We believe that this will
- Enable us to have a better understanding of the roles of different agencies and authorities in safeguarding Welsh place and house names.
- Enable us to formulate appropriate interventions to better safeguard Welsh names, which may or may not lead us to consider developing: legislation, the planning system, or any other interventions.
- Increase awareness of Welsh and historic place names of all types, and a greater appreciation of their value.
- Safeguard place names for future generations, both as part of our historic heritage and as visual manifestations of our living, breathing communities.
There’s no doubt that the way Welsh linguistic infrastructure currently works needs to be improved. The steps outlined in this paper aim to coordinate the different elements, commission resources such as terminology as needed, make sure that the fruits of this labour are easily available to all, and market the provision effectively. We believe this will make it easier for everyone to use the language confidently, be they new speakers, the parents of school children, or people using Welsh at work in a professional capacity.

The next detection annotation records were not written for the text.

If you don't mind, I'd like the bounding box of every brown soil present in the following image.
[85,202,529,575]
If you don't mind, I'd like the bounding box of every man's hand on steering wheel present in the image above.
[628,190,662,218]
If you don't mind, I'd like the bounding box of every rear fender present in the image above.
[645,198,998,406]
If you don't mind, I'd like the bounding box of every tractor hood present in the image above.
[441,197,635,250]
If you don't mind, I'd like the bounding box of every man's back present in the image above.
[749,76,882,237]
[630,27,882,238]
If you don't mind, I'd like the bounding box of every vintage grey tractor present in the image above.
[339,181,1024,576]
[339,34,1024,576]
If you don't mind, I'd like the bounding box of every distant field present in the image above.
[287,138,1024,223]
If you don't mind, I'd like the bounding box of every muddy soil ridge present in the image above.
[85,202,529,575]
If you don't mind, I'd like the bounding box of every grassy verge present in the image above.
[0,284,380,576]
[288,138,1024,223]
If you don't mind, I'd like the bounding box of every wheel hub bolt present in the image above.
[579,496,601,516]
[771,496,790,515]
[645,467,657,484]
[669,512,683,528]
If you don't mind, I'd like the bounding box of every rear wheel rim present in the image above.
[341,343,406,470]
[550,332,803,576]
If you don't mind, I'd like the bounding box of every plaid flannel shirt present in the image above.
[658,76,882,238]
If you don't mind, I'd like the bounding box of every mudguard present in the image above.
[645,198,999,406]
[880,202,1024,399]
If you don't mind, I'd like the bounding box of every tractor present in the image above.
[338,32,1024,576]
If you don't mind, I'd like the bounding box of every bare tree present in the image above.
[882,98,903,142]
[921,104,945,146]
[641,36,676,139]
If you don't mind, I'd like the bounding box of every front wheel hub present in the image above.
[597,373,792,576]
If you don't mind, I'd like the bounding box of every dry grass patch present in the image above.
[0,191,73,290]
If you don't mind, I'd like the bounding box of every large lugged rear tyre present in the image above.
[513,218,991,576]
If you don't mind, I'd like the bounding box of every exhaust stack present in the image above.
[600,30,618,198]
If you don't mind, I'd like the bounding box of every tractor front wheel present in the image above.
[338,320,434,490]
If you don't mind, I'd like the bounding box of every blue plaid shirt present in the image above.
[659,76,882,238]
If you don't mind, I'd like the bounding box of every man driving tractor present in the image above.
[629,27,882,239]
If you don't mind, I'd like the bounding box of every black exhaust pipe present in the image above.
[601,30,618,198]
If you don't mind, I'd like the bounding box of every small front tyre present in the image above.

The responses to the consultation have helped us weigh up what exactly the new way of doing things will entail, and what responsibilities the new unit should have.
A lot of work has already been done in this field. For decades, we’ve recognised that different elements of Welsh language infrastructure are inter-connected. Many components already exist (and we will coordinate them so that they work in a more coherent and effective way), whilst adding the proactive element of scanning the horizon for developments and planning strategically.
We want this Linguistic Infrastructure Policy to play a central part in our response to improve the way this field works, and help to ensure that the provision continues to develop so that people can use the Welsh language easily.